The bishop of Evry, Michel Dubost, added: "Legislation would target the surface of things. The root problem is far bigger than that of headscarves in schools -- it is the whole huge question of how to successfully integrate third-generation Muslim immigrants in France."
But teachers and a clear majority of politicians are adamant that such legislation is the only solution. Under a 1989 court ruling, it is not illegal to wear religious symbols in state schools, considered by most French to be the near-sacred cornerstone of the republic and therefore the ideal place to transmit its core lay values. But the law does forbid "ostentatious" religious signs that "constitute an act of pressure, provocation, proselytism or propaganda."
Headteachers and teaching staffs of individual schools periodically invoke this to justify the suspension or expulsion of Muslim girls who insist on wearing hijabs at school -- sometimes even to physical education classes.
The most recent high-profile case involved two teenagers, Alma and Lila Levy, from the Paris suburb of Aubervilliers, who refused to remove their full headscarves before entering the classroom. Both girls, who were portrayed in the French press as having "fallen prey" to fundamentalists, were expelled earlier this month.
"Schools are not just public spaces, they must be autonomous places protected from aggressive proselytism, intolerance and polemic," said a Paris secondary school teacher Herve Ricard.
"Every religion must be treated the same, none must be singled out for favoritism or punishment.
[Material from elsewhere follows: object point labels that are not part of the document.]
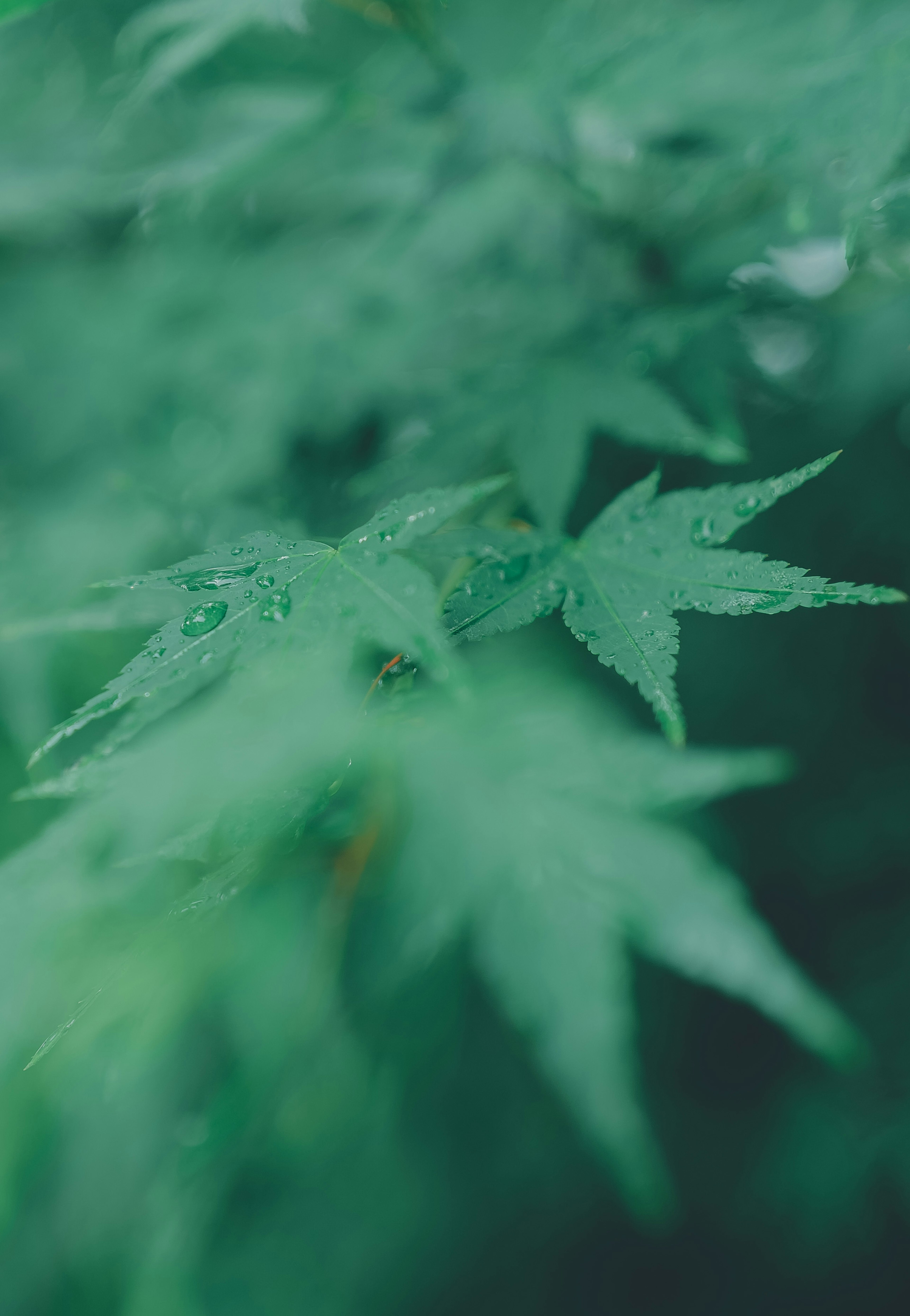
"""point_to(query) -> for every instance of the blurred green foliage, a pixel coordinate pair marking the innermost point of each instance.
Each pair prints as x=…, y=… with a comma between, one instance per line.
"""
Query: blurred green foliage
x=336, y=960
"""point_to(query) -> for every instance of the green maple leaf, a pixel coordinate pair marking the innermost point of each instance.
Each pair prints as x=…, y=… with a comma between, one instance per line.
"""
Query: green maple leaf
x=642, y=560
x=546, y=834
x=242, y=598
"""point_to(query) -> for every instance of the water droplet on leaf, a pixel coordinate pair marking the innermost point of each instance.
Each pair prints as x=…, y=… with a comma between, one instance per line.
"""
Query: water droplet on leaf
x=207, y=617
x=703, y=531
x=277, y=606
x=749, y=506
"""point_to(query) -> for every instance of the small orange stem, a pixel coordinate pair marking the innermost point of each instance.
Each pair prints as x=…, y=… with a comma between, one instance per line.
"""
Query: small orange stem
x=388, y=665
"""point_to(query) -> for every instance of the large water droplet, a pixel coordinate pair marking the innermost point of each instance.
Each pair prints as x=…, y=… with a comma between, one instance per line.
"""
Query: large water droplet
x=212, y=578
x=277, y=606
x=206, y=618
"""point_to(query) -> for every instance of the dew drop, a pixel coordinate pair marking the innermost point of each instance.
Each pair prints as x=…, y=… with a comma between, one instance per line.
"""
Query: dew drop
x=207, y=617
x=385, y=536
x=277, y=606
x=749, y=506
x=703, y=531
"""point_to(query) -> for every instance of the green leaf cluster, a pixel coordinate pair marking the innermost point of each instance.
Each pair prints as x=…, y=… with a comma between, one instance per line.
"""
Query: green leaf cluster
x=335, y=947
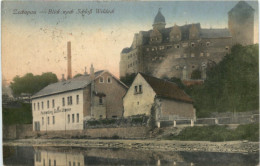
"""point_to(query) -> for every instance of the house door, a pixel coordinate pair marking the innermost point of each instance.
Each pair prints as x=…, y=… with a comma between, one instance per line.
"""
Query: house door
x=37, y=126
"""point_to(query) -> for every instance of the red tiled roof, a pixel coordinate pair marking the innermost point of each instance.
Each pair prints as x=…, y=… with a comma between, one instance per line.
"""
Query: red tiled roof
x=166, y=89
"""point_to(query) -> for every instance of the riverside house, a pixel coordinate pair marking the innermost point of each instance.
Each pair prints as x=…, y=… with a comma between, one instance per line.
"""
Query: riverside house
x=65, y=105
x=171, y=102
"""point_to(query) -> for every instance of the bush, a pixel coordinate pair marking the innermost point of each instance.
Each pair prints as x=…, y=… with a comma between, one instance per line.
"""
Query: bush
x=218, y=133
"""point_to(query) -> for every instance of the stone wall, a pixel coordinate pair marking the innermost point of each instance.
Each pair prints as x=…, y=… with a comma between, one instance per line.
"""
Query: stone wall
x=25, y=131
x=18, y=131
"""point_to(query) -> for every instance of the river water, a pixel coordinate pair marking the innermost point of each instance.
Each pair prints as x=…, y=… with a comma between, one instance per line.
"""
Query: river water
x=71, y=156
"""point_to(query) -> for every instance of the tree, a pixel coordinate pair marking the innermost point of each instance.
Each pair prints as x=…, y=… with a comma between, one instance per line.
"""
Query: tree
x=32, y=84
x=196, y=74
x=176, y=81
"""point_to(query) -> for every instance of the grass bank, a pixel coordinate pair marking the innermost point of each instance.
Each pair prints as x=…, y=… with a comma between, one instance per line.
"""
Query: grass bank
x=217, y=133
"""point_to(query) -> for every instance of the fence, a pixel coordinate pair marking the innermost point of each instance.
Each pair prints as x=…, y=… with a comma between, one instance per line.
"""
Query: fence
x=242, y=119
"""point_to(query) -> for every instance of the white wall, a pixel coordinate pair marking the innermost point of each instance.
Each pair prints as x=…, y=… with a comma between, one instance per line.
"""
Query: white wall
x=59, y=112
x=61, y=159
x=145, y=99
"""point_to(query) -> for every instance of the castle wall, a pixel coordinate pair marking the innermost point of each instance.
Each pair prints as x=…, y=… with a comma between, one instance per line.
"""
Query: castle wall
x=170, y=59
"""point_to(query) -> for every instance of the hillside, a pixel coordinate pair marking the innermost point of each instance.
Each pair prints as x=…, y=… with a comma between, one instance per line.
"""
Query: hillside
x=231, y=86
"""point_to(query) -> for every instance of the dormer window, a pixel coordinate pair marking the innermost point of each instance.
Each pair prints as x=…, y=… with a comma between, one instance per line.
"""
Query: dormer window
x=227, y=48
x=138, y=89
x=109, y=80
x=100, y=100
x=101, y=80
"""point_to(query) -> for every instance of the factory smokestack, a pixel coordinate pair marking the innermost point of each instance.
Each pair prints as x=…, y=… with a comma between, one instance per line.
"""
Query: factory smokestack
x=69, y=60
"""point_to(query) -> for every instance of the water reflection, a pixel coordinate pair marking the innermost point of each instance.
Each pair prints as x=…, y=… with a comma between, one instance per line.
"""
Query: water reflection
x=68, y=156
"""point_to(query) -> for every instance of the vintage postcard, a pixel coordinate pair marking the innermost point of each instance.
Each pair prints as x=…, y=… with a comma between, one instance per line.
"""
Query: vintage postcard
x=130, y=83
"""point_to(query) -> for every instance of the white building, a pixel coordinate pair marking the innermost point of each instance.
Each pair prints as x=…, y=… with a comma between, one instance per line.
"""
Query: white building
x=65, y=105
x=170, y=101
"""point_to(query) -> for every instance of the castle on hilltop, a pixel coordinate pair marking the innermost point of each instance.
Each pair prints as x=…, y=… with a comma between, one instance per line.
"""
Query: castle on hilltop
x=179, y=50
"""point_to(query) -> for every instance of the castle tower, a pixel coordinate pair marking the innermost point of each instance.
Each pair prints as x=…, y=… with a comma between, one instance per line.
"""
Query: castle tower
x=159, y=21
x=241, y=23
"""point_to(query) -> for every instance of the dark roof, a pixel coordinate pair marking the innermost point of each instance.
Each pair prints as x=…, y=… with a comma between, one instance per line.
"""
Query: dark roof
x=68, y=85
x=159, y=18
x=215, y=33
x=241, y=5
x=166, y=89
x=126, y=50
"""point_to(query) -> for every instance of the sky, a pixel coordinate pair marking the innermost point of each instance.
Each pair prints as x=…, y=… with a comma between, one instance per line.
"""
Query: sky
x=34, y=38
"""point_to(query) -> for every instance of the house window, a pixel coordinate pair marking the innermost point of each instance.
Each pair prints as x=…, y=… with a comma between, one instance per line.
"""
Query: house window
x=69, y=99
x=101, y=80
x=140, y=89
x=63, y=101
x=100, y=100
x=136, y=88
x=227, y=48
x=77, y=98
x=77, y=118
x=72, y=118
x=184, y=44
x=109, y=80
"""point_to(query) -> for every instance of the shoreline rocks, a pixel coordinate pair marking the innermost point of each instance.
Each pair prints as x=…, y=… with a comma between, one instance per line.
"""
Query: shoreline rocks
x=155, y=145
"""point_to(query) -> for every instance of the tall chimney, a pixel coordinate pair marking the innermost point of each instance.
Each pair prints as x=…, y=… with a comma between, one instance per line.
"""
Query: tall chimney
x=69, y=60
x=92, y=74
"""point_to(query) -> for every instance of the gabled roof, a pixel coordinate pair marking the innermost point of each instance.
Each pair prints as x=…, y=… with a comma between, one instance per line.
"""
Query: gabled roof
x=159, y=18
x=166, y=89
x=241, y=5
x=69, y=85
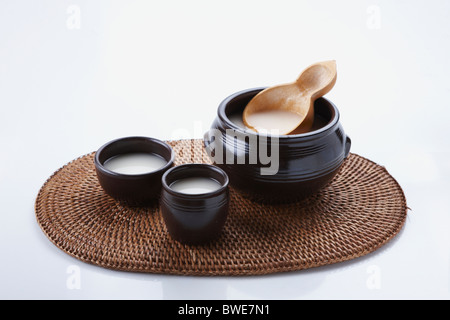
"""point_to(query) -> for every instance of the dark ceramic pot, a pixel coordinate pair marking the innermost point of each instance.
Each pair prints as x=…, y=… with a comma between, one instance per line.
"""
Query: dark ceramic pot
x=306, y=162
x=194, y=218
x=135, y=189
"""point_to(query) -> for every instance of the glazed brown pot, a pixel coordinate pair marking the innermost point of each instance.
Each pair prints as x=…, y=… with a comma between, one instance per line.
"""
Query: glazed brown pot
x=306, y=162
x=135, y=189
x=194, y=218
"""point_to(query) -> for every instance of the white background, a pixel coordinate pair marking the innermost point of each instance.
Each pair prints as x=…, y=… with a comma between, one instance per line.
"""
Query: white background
x=76, y=74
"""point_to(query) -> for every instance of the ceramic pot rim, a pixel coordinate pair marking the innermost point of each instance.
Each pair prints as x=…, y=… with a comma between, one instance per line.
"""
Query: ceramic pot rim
x=223, y=117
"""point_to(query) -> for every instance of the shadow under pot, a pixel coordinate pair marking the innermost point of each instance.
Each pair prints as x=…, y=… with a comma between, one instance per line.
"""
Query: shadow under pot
x=194, y=202
x=276, y=168
x=130, y=169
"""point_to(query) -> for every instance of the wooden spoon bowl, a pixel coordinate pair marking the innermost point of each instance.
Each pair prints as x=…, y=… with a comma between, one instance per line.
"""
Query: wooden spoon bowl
x=289, y=107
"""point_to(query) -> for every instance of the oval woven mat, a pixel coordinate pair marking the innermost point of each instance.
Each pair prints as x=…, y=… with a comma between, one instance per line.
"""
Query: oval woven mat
x=359, y=211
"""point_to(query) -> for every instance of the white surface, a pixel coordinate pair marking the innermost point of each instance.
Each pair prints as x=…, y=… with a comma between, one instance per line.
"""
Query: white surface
x=160, y=69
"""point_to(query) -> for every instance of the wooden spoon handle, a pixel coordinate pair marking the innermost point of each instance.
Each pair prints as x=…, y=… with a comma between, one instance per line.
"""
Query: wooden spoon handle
x=318, y=79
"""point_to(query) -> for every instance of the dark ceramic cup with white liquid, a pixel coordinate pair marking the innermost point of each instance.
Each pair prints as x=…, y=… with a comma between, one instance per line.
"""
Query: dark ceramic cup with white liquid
x=272, y=168
x=194, y=215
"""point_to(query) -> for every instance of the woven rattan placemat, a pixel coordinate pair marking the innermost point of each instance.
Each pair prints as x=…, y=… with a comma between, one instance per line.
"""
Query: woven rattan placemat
x=359, y=211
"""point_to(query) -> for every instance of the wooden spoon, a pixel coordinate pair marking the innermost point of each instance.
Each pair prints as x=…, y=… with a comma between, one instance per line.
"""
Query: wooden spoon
x=293, y=101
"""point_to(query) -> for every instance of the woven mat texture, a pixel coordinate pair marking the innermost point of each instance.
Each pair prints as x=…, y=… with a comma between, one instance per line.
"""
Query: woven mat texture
x=358, y=212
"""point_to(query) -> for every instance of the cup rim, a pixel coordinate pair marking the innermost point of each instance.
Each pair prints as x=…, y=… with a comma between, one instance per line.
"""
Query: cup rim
x=199, y=166
x=222, y=115
x=105, y=170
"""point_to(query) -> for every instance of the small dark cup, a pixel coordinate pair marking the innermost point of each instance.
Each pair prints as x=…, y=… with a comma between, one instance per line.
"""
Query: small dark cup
x=136, y=189
x=194, y=218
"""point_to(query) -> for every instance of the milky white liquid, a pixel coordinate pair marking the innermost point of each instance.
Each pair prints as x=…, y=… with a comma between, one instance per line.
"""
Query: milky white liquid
x=135, y=163
x=274, y=120
x=195, y=185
That is the intransigent condition of true neutrality; that is genuine secularity," he said.
The ruling UMP party's general secretary, Philippe Douste-Blazy, said on Thursday that a law that banned every visible sign of religions conviction -- cross, skull-cap or headscarf -- would "help all those millions of Muslims in France who are genuine republicans, who believe in an Islam in France, rather than an Islamic France."
Otherwise, he said, "10 or 20 years down the line we could have some very serious problems indeed."
French President Jacques Chirac and Prime Minister Jean-Pierre Raffarin have both spoken out vociferously against the wearing of "ostentatious" symbols of faith in schools, the civil service, and in state institutions.
Raffarin, as well as several other Cabinet ministers, however, are hesitant about a new law, arguing that it is always better to "convince than to constrain," and that legislation "should always be the last possible solution."